Da ilegitimidade de CC e DD:

Cumprido o contraditório relativamente à excepção em presença, importa decidir da legitimidade de CC e DD para figurarem como interessadas directas na partilha.

Apreciando.

Nos termos do art.º 1085.º, n.º 1 do CPC, “têm legitimidade para requerer que se proceda a inventário e para nele intervirem, como partes principais, em todos os atos e termos do processo: a) Os interessados diretos na partilha e o cônjuge meeiro”.

É pacífico que são interessados directos na partilha os herdeiros que são directamente beneficiados pela partilha (art.º 2101.º, n.º 1 do CPC).

Ora, a sucessão abre-se no momento da morte do seu autor (art.º 2031.º do Cód. Civil).

Aberta a sucessão, serão chamados à titularidade das relações jurídicas do falecido aqueles que gozem de prioridade na hierarquia dos sucessíveis, desde que tenham a necessária capacidade (art.º 2032.º, n.º 1 do Cód. Civil). Este chamamento consiste na vocação sucessória.

De acordo com o art.º 2033.º do Cód. Civil, na parte que nos interessa, “têm capacidade sucessória, além do Estado, todas as pessoas nascidas ou concebidas ao tempo da abertura da sucessão, não exceptuadas por lei”.

Da concatenação o art.º 2032.º, n.º 1 e 2033.º do Cód. Civil pode retirar-se a existência de três pressupostos cumulativos da vocação sucessória: (i) a titularidade pelo sucessível, chamado, de designação sucessória prevalente no momento da abertura da sucessão; (ii) a existência; e (iii) a capacidade, para efeitos sucessórios, desse sucessível naquele momento.
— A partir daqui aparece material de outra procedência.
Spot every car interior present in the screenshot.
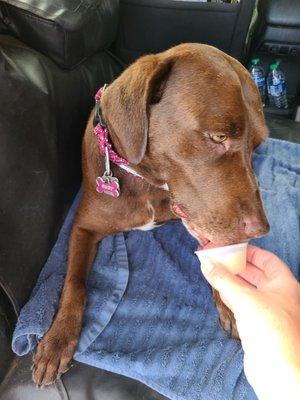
[0,0,300,400]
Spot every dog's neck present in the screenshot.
[94,87,169,195]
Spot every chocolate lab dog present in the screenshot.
[33,44,269,385]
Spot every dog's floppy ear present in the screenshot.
[101,55,172,164]
[226,55,268,148]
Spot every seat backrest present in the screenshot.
[115,0,255,63]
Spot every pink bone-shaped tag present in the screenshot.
[96,176,120,197]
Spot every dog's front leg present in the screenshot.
[33,221,101,385]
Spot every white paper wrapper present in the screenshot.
[195,243,248,274]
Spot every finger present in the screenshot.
[238,262,269,289]
[247,245,291,279]
[201,261,254,312]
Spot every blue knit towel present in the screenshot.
[12,139,300,400]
Após a vocação sucessória, tem lugar a aceitação ou o repúdio da herança pelos sucessíveis titulares de designação prevalente, cujos efeitos se retrotraem à data da abertura da sucessão.

Isso mesmo decorre dos art.ºs 2050.º, n.º 2 e 2062.º do Cód. Civil, sendo que neste último preceito legal se prevê que o sucessível repudiante se considera “como não chamado (…) salvo para efeitos de representação (…)”.
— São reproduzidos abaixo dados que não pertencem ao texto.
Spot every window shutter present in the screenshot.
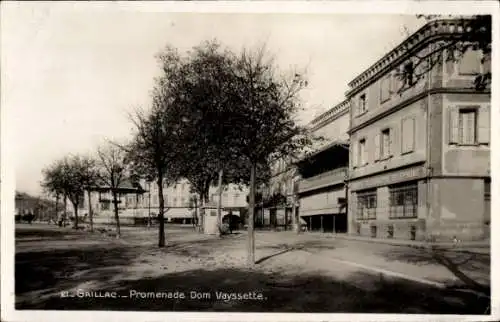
[477,105,490,144]
[449,107,458,144]
[351,142,359,168]
[401,118,415,153]
[374,133,380,161]
[387,128,395,156]
[363,140,370,165]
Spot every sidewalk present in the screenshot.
[257,230,491,294]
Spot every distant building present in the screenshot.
[346,20,491,240]
[295,100,349,232]
[139,179,248,224]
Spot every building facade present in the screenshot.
[346,20,491,240]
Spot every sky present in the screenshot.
[2,2,423,195]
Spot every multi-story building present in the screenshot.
[346,20,491,240]
[296,100,349,232]
[255,158,299,230]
O direito de representação existe quando a lei chama os descendentes de um herdeiro a ocupar a posição daquele que não pôde ou não quis aceitar a herança (art.º 2039.º do Cód. Civil).

Não quer aceitar a herança o herdeiro que a repudia, pela forma exigida para a alienação da herança (art.º 2063.º do Cód. Civil), ou seja, mediante escritura pública ou documento particular autenticado, no caso de a herança abranger imóveis (art.º 2026.º do Cód. Civil e art.º 22.º do DL n.º 116/2008, de 04/07).
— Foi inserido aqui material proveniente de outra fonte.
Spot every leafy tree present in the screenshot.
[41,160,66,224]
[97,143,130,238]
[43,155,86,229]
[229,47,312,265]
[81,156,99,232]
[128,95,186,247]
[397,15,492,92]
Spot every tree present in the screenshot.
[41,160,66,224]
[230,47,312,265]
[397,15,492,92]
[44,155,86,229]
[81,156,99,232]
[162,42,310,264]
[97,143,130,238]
Vistas e articuladas as normas sobreditas, cremos que se impõe concluir que, no caso de os primeiros sucessíveis – ou alguns deles – não quererem aceitar a herança, por a terem repudiado, são chamados os sucessíveis subsequentes que existam à data da abertura da sucessão, por direito de representação.

Neste sentido, refere Capelo de Sousa: “sendo no momento da abertura da sucessão que tem lugar a vocação sucessória, daí decorre que os pressupostos da mesma vocação (a titularidade da designação sucessória prevalente, a existência ou personalidade jurídica do chamado e a sua capacidade sucessória) têm de verificar-se naquele momento, decidindo-se aí a aptidão sucessória e os termos em que são efectivamente chamados à sucessão os que eram apenas designados sucessórios por lei, testamento ou contrato.(…) Nesta conformidade, o n.º 1 do art.º 2033.º exige que os sucessíveis sejam nascidos ou concebidos ao tempo da abertura da sucessão.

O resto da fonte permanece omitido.